While salmon numbers decreased radically in the past, they continue to be under siege today. Populations shrink as the remaining ecosystems disappear to make way for more developments and megaprojects. Pollution is more insidious as untreated toxins infiltrate the remaining waterways through inadequately treated wastewater and farm and urban runoff. Diseases from fish farms pose a strong threat to fish fry; escapees interbreed with wild fish and there is a continued warming of waters from global climate change. The activists tire themselves out, collecting data, creating events and writing petitions. And still our government and much of the public think the fisheries are “managed” just fine. But how can things be different when our worldview still values a dead fish over a live one?
When asked what sustainability meant, I once heard a Carrier Sekani elder say without hesitation that it was the “potlatch.” We have no system that equates with the potlatch in our communities. We have individual drive and will and democratically elected governments. But this does little to save or steward our natural ecosystems. We must return to a more efficient model of conservation – one that involves the community and the governments. A group in Oregon has coined the term “Salmon Nation,” and as more people join that tribe, we will be healthier because what’s good for the salmon is good for us. It will mean more clean, wild ecosystems – non-polluted rivers, a cooler planet and more thoughtful humans with smaller footprints.

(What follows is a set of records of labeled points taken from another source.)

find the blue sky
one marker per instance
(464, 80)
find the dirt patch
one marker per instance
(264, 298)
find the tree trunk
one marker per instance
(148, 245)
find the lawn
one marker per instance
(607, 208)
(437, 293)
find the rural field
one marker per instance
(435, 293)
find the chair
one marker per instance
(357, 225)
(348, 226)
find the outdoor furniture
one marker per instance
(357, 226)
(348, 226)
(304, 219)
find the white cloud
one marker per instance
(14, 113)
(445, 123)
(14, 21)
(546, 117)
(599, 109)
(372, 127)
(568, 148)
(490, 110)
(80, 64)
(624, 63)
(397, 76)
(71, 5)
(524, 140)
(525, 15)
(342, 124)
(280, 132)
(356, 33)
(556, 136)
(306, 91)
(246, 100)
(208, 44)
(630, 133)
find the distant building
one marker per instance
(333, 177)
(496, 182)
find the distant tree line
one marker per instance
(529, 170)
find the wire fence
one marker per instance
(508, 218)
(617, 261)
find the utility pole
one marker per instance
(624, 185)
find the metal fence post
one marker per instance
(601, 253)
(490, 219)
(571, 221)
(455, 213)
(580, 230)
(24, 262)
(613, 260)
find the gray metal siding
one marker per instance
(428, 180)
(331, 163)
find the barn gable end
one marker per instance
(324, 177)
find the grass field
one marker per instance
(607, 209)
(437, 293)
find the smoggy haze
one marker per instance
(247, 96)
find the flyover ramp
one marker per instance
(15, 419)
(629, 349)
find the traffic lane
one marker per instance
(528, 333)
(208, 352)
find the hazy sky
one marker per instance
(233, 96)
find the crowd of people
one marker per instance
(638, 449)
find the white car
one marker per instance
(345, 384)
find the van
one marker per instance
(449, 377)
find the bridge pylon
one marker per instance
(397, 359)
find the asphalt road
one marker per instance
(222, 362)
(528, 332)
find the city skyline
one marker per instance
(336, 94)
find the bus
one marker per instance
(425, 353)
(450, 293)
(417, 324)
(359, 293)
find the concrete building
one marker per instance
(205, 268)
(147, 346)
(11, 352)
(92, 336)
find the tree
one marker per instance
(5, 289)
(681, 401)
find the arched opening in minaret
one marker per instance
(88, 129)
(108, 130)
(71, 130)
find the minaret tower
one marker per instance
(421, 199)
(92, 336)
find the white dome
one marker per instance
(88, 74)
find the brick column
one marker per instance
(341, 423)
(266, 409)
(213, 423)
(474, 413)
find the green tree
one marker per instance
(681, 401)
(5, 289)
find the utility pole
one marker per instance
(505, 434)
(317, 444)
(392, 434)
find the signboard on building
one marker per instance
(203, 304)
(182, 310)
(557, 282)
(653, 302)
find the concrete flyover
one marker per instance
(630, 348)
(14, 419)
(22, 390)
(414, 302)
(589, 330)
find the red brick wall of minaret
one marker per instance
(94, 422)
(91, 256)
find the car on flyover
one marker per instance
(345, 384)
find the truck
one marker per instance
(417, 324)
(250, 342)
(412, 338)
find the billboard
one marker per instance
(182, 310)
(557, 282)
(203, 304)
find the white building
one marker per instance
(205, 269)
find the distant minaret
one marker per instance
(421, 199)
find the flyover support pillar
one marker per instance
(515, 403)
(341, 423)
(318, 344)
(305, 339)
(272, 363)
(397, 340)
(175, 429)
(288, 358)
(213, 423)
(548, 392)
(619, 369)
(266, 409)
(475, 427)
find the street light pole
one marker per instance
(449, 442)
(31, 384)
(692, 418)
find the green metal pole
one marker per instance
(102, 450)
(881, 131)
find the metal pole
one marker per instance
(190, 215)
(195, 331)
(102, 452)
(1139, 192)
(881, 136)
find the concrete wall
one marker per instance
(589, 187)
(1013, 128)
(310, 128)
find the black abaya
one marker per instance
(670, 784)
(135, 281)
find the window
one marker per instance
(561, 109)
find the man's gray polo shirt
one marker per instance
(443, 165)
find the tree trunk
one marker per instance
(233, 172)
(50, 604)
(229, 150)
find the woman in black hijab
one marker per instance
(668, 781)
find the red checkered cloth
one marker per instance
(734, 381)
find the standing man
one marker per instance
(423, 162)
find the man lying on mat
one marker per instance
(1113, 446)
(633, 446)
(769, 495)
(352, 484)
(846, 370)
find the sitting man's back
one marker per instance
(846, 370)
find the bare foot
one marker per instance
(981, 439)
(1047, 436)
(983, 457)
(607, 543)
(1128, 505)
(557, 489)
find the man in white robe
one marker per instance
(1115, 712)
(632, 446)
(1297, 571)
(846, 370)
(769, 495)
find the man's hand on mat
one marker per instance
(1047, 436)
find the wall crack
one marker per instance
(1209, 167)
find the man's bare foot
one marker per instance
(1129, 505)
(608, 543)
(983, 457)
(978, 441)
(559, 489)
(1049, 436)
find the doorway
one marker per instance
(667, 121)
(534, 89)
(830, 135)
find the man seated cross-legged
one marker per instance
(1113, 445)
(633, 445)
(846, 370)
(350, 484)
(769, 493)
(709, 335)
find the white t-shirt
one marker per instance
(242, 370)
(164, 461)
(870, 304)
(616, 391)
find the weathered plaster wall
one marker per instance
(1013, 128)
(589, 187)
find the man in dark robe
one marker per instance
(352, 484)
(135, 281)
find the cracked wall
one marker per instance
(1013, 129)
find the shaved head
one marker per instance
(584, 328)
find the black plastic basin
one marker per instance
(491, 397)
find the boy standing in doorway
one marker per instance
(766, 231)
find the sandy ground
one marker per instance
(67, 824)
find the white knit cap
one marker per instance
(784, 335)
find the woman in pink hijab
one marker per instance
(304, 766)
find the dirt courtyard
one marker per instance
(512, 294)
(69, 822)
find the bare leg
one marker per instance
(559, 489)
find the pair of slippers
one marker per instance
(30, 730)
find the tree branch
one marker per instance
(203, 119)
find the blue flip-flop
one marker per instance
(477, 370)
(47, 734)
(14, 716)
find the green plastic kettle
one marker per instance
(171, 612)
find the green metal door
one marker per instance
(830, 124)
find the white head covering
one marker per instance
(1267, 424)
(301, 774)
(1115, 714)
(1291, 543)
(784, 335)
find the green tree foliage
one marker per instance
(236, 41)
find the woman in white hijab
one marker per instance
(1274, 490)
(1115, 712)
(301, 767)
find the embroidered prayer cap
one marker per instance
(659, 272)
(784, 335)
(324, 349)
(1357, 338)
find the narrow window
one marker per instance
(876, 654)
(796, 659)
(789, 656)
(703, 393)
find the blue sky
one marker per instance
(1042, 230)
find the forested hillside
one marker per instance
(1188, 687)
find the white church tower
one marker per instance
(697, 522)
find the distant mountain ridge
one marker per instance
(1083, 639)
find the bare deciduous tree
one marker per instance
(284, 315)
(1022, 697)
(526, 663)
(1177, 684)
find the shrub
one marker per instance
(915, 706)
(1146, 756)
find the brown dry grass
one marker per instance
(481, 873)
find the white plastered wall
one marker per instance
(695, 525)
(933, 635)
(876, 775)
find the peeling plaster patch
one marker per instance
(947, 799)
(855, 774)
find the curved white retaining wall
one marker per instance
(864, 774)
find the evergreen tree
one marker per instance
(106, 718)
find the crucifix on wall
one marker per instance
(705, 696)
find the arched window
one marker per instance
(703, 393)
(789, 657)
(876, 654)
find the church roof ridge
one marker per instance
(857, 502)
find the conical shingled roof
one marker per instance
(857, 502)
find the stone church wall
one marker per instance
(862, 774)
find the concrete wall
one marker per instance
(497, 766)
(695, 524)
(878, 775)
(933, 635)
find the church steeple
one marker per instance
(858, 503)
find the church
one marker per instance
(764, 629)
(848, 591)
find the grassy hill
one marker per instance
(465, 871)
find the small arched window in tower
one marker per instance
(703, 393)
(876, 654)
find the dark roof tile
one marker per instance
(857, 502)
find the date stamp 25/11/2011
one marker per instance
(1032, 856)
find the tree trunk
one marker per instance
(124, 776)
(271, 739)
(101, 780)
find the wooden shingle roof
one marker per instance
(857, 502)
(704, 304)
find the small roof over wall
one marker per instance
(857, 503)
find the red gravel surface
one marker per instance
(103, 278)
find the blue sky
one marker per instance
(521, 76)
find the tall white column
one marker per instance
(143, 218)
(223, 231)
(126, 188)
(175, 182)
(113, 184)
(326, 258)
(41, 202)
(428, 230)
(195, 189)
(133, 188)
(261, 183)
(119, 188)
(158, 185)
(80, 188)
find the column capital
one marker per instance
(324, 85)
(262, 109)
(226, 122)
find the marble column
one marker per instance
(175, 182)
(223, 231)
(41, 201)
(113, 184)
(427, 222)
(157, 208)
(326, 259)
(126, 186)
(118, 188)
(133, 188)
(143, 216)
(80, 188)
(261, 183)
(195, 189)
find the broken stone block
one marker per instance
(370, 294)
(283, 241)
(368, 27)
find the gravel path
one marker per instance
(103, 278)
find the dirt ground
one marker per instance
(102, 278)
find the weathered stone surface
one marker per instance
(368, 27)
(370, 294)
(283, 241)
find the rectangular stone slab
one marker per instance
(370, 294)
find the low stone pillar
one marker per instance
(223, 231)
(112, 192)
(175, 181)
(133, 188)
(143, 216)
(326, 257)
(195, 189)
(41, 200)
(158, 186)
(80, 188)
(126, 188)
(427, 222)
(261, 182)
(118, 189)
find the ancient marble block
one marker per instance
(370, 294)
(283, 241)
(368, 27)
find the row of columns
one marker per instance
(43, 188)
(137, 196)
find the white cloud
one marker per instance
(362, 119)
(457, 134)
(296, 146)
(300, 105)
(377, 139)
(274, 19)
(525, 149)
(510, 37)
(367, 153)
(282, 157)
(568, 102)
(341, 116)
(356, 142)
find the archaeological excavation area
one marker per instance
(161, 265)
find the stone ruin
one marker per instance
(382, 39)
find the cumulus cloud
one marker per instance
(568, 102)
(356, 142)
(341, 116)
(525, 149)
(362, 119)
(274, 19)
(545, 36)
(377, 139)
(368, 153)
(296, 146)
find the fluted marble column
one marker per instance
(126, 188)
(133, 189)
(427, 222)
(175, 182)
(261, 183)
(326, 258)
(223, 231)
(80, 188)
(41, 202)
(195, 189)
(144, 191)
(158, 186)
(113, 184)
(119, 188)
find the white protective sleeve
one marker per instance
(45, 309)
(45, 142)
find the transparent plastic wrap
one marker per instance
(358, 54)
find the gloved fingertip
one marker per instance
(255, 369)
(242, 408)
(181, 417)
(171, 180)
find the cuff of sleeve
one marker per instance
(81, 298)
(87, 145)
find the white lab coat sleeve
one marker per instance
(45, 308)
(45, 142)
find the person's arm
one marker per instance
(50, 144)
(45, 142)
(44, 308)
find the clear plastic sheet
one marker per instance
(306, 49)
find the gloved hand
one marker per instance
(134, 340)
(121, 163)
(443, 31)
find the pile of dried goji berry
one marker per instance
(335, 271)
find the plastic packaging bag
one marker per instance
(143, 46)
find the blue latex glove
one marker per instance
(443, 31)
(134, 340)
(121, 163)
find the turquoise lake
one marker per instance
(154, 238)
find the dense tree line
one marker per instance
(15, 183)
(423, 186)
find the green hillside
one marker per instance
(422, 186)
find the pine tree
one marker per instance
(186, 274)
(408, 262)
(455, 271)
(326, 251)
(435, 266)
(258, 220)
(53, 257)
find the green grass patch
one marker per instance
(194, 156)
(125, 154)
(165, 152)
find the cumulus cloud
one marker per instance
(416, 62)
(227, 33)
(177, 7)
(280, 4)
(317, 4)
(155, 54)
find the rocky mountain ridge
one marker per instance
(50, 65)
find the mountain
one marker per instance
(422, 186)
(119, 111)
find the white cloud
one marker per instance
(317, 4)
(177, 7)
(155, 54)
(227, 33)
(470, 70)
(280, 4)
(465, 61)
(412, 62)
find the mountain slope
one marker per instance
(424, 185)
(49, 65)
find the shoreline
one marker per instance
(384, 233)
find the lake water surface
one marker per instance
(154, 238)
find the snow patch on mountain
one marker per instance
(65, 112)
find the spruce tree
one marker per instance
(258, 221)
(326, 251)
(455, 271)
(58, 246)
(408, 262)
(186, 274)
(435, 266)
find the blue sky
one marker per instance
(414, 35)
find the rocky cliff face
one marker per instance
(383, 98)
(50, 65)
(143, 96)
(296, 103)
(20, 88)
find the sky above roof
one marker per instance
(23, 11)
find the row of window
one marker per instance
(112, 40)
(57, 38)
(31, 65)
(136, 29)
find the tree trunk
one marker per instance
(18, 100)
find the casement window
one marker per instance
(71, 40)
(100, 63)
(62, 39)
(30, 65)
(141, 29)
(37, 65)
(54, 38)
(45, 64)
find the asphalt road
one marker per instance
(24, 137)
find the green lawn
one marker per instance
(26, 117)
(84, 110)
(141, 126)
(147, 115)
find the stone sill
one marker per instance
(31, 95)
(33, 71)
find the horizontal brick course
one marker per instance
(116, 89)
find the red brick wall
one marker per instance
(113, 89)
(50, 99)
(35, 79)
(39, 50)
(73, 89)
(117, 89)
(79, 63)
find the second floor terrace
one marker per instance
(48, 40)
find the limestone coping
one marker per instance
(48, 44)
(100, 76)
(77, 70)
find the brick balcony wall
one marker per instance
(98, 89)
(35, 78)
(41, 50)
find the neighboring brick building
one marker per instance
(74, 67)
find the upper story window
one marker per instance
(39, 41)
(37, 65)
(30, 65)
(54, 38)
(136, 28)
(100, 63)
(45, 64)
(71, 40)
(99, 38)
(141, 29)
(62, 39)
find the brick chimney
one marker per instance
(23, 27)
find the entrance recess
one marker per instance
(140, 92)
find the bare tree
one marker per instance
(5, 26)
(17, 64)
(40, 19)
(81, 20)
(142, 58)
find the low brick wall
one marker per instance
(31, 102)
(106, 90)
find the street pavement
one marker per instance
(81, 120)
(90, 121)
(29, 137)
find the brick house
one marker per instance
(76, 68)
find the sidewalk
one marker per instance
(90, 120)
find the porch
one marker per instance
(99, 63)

In 2004, I created a BC Rivers Day event in Vancouver called the Salmon Celebration. It originated from a wish to honour the memory of the lost salmon streams and return to them the spirit of the salmon. For one afternoon a year, I wanted to put salmon back into our lives and our ceremonies and remove them from government departments where they are “managed.” It’s a small gesture that takes many months of preparation, but it’s the least I can do for this magnificent creature that has offered us sustenance for so many years. Salmon will flourish once again on the coast when we transform our philosophy about where these creatures belong in our world order. They don’t just belong on our dinner table; they should occupy a place of reverence and honour in our society.
It won’t be easy to turn the ship around and bring the salmon back into our hearts and minds. But more understanding of what the wild world means for the health of our communities will certainly help to return this amazing and humble creature into more of our wild rivers where they belong.
Celia Brauer is a writer, artist and a tireless advocate for salmon. She lives in Vancouver.